2. The imaging device according to claim 1, wherein

a center of the imaginary spherical plane is disposed substantially on an optical axis of the first optical system.

3. The imaging device according to claim 1, wherein

the first contact portion in contact with the first receiver has a contact face formed along the imaginary spherical plane.

4. The imaging device according to claim 1, wherein

the first receiver in contact with the first contact portion has a contact face formed along the imaginary spherical plane.

5. The imaging device according to claim 1, wherein

the support member has a fixing member mounted to the first support frame, and an elastic member sandwiched between the frame member and the fixing member, the elastic member configured to be elastically deformable according to changes in an angle of the first support frame with respect to the frame member.

6. The imaging device according to claim 5, wherein

the first receiver has an opening, and

a maximum major diameter of the elastic member is greater than a minimum minor diameter of the opening in the first receiver.

7. The imaging device according to claim 6, wherein

a maximum major diameter of the fixing member is less than the minimum minor diameter of the opening in the first receiver.

8. The imaging device according to claim 6, wherein

the first support frame has a protrusion disposed at the first contact portion,

the protrusion configured to extend into the opening in the first receiver, and

the fixing member is mounted to the protrusion.

9. The imaging device according to claim 8, wherein

the elastic member has a hole, and

the protrusion configured to extend into the hole.

10. The imaging device according to claim 1, wherein

the second support frame is fixed to the frame member.

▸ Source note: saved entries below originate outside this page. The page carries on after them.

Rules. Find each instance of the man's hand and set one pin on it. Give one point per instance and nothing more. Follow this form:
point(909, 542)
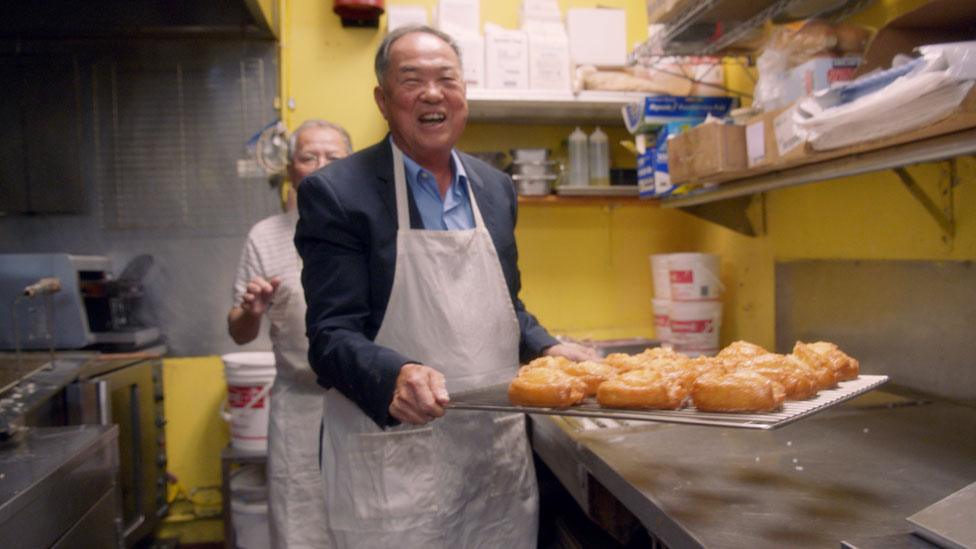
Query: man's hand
point(419, 396)
point(572, 351)
point(257, 297)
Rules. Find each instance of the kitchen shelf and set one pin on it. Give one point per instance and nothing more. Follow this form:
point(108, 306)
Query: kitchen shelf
point(733, 202)
point(835, 165)
point(556, 200)
point(548, 106)
point(737, 20)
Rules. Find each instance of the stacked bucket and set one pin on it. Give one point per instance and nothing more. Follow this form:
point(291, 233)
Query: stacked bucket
point(687, 306)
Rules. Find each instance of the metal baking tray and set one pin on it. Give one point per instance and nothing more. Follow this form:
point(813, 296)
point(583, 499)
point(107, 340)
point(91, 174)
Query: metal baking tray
point(495, 398)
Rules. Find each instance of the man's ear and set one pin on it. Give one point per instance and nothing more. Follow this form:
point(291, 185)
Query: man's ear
point(380, 99)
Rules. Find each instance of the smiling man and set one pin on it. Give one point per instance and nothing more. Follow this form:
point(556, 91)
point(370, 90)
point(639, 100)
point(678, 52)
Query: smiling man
point(411, 277)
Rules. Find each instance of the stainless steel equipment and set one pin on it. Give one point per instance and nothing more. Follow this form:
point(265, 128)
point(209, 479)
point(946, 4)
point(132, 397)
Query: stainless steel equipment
point(854, 471)
point(85, 388)
point(495, 398)
point(128, 393)
point(58, 488)
point(949, 521)
point(91, 307)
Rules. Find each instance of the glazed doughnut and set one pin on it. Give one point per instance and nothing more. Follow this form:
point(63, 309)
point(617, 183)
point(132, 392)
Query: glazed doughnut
point(739, 391)
point(623, 362)
point(548, 362)
point(826, 372)
point(741, 349)
point(545, 387)
point(589, 372)
point(846, 367)
point(824, 378)
point(643, 389)
point(798, 381)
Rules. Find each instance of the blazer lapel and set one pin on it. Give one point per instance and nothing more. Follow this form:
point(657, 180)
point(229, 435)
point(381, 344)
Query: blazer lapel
point(386, 190)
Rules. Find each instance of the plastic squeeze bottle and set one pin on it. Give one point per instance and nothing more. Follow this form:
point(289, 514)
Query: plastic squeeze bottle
point(579, 171)
point(599, 158)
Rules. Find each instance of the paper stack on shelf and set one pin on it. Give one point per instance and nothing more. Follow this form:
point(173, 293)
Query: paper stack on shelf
point(861, 111)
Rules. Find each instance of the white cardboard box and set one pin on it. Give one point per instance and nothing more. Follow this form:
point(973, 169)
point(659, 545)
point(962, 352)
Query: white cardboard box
point(472, 58)
point(549, 67)
point(597, 36)
point(506, 58)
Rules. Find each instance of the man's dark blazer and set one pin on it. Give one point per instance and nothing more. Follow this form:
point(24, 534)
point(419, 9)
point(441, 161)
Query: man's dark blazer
point(346, 237)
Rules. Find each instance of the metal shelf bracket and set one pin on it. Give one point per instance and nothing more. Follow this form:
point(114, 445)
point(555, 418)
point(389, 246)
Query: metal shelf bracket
point(742, 214)
point(941, 209)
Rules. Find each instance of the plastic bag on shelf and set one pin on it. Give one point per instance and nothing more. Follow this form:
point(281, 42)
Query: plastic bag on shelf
point(928, 91)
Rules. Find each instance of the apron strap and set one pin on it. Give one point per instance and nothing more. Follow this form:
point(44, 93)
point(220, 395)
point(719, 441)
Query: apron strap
point(400, 184)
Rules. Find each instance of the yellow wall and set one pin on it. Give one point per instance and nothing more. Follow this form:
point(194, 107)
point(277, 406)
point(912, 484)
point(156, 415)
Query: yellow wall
point(195, 435)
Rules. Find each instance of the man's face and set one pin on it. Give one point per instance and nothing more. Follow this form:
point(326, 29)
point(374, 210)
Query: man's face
point(315, 148)
point(422, 96)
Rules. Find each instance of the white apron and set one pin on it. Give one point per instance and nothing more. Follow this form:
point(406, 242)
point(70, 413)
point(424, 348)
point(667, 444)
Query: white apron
point(297, 504)
point(463, 480)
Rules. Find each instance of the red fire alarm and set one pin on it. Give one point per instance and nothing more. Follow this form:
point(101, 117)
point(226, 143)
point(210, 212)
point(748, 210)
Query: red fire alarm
point(359, 13)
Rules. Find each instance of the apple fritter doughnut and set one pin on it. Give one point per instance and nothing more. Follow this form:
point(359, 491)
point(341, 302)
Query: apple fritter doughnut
point(642, 389)
point(741, 349)
point(819, 363)
point(548, 362)
point(545, 387)
point(847, 368)
point(739, 391)
point(589, 372)
point(798, 381)
point(623, 362)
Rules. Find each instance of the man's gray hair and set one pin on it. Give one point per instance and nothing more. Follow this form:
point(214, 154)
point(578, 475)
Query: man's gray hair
point(382, 61)
point(316, 123)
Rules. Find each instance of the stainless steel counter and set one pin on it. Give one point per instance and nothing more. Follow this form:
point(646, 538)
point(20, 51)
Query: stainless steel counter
point(59, 488)
point(854, 472)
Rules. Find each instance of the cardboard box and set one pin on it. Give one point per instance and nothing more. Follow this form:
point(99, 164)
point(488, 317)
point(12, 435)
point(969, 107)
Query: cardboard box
point(654, 111)
point(597, 36)
point(705, 151)
point(548, 58)
point(506, 58)
point(771, 139)
point(472, 57)
point(645, 173)
point(819, 73)
point(936, 22)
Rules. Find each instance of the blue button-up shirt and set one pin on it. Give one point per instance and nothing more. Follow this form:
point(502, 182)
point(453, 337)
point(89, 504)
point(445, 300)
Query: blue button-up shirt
point(453, 212)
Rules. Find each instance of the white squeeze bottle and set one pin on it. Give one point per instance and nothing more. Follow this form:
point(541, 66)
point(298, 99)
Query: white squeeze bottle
point(599, 158)
point(579, 171)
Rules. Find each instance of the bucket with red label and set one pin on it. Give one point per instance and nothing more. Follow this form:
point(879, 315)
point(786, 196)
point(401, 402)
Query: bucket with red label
point(694, 277)
point(695, 326)
point(249, 379)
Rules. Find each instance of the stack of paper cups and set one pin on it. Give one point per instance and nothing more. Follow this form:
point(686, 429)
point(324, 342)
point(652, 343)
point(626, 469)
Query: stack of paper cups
point(687, 310)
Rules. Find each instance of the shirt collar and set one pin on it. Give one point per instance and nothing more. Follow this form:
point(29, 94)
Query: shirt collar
point(459, 177)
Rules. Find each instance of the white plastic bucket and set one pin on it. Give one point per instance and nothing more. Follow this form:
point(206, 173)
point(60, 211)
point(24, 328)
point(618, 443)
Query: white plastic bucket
point(249, 378)
point(249, 507)
point(659, 273)
point(251, 527)
point(662, 319)
point(694, 277)
point(695, 326)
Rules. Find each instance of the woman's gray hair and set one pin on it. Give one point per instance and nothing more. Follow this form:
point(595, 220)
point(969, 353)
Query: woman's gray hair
point(316, 123)
point(382, 61)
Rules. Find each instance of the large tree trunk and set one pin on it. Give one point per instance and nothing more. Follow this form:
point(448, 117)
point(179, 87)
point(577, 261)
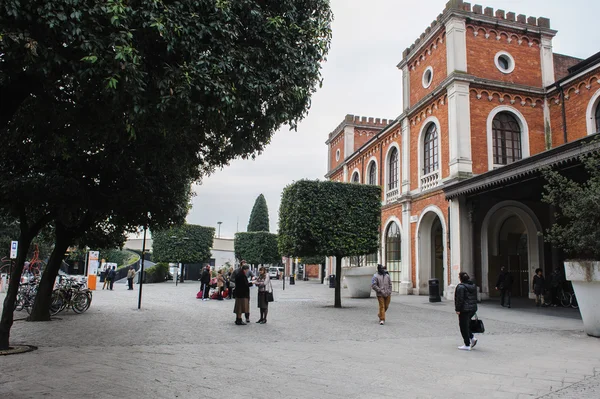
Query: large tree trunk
point(338, 282)
point(13, 287)
point(43, 298)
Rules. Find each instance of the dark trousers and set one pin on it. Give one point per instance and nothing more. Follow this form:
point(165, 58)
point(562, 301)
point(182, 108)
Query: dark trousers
point(464, 319)
point(504, 294)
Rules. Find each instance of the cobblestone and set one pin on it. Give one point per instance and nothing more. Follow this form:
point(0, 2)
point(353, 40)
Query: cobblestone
point(180, 347)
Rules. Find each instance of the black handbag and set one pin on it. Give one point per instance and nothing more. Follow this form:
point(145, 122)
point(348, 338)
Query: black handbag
point(476, 325)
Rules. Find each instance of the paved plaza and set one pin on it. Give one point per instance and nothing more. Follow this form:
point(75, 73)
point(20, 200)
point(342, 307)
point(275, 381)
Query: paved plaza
point(180, 347)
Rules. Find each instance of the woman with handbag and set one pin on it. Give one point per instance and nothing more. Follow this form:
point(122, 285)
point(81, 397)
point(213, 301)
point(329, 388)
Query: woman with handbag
point(465, 305)
point(263, 282)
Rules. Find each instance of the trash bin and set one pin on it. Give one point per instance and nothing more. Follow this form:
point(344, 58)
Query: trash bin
point(434, 290)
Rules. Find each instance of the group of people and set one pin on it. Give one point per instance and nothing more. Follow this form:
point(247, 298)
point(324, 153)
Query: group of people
point(465, 302)
point(236, 284)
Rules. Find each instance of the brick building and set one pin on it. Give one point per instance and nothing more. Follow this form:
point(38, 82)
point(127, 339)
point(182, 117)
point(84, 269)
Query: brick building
point(486, 103)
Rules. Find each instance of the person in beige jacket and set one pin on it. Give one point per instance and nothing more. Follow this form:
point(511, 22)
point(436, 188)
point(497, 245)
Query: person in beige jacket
point(382, 285)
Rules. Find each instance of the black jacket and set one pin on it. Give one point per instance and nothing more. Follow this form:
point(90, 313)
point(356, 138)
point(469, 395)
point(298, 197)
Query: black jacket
point(505, 281)
point(205, 277)
point(465, 297)
point(242, 287)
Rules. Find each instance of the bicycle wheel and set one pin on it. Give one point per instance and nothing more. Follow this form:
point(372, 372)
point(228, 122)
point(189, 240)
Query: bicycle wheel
point(565, 299)
point(574, 303)
point(81, 302)
point(58, 302)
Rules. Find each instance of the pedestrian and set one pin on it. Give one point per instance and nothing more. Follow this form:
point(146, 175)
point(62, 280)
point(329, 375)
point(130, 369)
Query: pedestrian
point(382, 284)
point(263, 282)
point(205, 282)
point(242, 296)
point(130, 276)
point(112, 274)
point(465, 305)
point(220, 284)
point(504, 284)
point(538, 287)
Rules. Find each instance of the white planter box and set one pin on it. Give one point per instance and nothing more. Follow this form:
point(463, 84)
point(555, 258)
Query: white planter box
point(358, 280)
point(585, 277)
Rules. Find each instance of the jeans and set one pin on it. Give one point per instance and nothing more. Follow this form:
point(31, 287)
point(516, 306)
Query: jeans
point(384, 304)
point(464, 320)
point(503, 294)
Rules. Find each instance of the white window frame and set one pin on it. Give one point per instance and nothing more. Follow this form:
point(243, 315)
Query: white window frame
point(590, 114)
point(511, 67)
point(490, 135)
point(426, 122)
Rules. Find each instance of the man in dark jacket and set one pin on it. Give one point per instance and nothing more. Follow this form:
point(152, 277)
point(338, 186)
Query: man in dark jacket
point(205, 282)
point(504, 284)
point(465, 305)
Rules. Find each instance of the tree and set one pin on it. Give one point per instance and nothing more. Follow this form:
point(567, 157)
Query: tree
point(578, 209)
point(329, 219)
point(85, 85)
point(257, 248)
point(259, 218)
point(186, 244)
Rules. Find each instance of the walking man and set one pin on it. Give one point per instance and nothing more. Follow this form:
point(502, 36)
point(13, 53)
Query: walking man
point(382, 284)
point(504, 284)
point(130, 275)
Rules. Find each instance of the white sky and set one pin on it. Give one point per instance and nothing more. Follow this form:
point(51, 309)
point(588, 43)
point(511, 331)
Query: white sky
point(361, 78)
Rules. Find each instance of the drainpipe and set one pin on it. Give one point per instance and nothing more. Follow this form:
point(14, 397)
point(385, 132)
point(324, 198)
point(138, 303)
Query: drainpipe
point(564, 115)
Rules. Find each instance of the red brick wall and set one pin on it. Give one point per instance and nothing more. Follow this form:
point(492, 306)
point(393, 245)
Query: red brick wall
point(481, 53)
point(480, 110)
point(438, 108)
point(429, 56)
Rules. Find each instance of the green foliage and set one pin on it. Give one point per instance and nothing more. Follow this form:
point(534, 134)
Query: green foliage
point(577, 230)
point(157, 273)
point(329, 219)
point(259, 218)
point(186, 244)
point(257, 248)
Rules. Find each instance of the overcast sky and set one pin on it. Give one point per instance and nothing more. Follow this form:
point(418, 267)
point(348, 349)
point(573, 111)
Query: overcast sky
point(361, 78)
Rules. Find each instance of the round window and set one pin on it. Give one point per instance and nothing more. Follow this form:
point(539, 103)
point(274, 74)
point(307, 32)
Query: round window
point(427, 77)
point(504, 62)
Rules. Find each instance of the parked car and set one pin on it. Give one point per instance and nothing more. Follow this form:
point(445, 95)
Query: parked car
point(274, 273)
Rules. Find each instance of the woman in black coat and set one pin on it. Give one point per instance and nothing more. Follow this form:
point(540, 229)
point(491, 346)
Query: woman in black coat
point(465, 305)
point(242, 296)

11. The imaging device according to claim 1, further comprising

an adjustment mechanism configured to adjust an angle of the first support frame with respect to the frame member, wherein

the adjustment mechanism has a first adjustment member provided so that a rotational force can be imparted to the first support frame around a first rotational axis passing through a center of the imaginary spherical plane.

12. The imaging device according to claim 11, wherein

the adjustment mechanism has a second adjustment member provided so that a rotational force can be imparted to the first support frame around a second rotational axis that passes through the imaginary spherical plane and is perpendicular to the first rotational axis.

13. The imaging device according to claim 11, wherein

the adjustment mechanism has a third adjustment member provided so that a rotational force can be imparted to the first support frame around a third rotational axis perpendicular to the first and second rotational axes.

14. The imaging device according to claim 1, wherein

the first support frame further has a second contact portion,

the frame member has a second receiver which is in contact with the second contact portion at three or more points, and

the points of contact between the second contact portion and the second receiver are disposed on the imaginary spherical plane.

15. The imaging device according to claim 14, wherein

a center of the imaginary spherical plane is disposed between the first contact portion and the second contact portion.

16. The imaging device according to claim 14, wherein

the second contact portion in contact with the second receiver has a contact face formed along the imaginary spherical plane.

17. The imaging device according to claim 14, wherein

the second receiver in contact with the second contact portion has a contact face formed along the imaginary spherical plane.

18. The imaging device according to claim 2, wherein

the first contact portion in contact with the first receiver has a contact face formed along the imaginary spherical plane.

19. The imaging device according to claim 2, wherein

the first receiver in contact with the first contact portion has a contact face formed along the imaginary spherical plane.

20. The imaging device according to claim 2, wherein

the support member has a fixing member mounted to the first support frame, and an elastic member sandwiched between the frame member and the fixing member, the elastic member configured to be elastically deformable according to changes in an angle of the first support frame with respect to the frame member.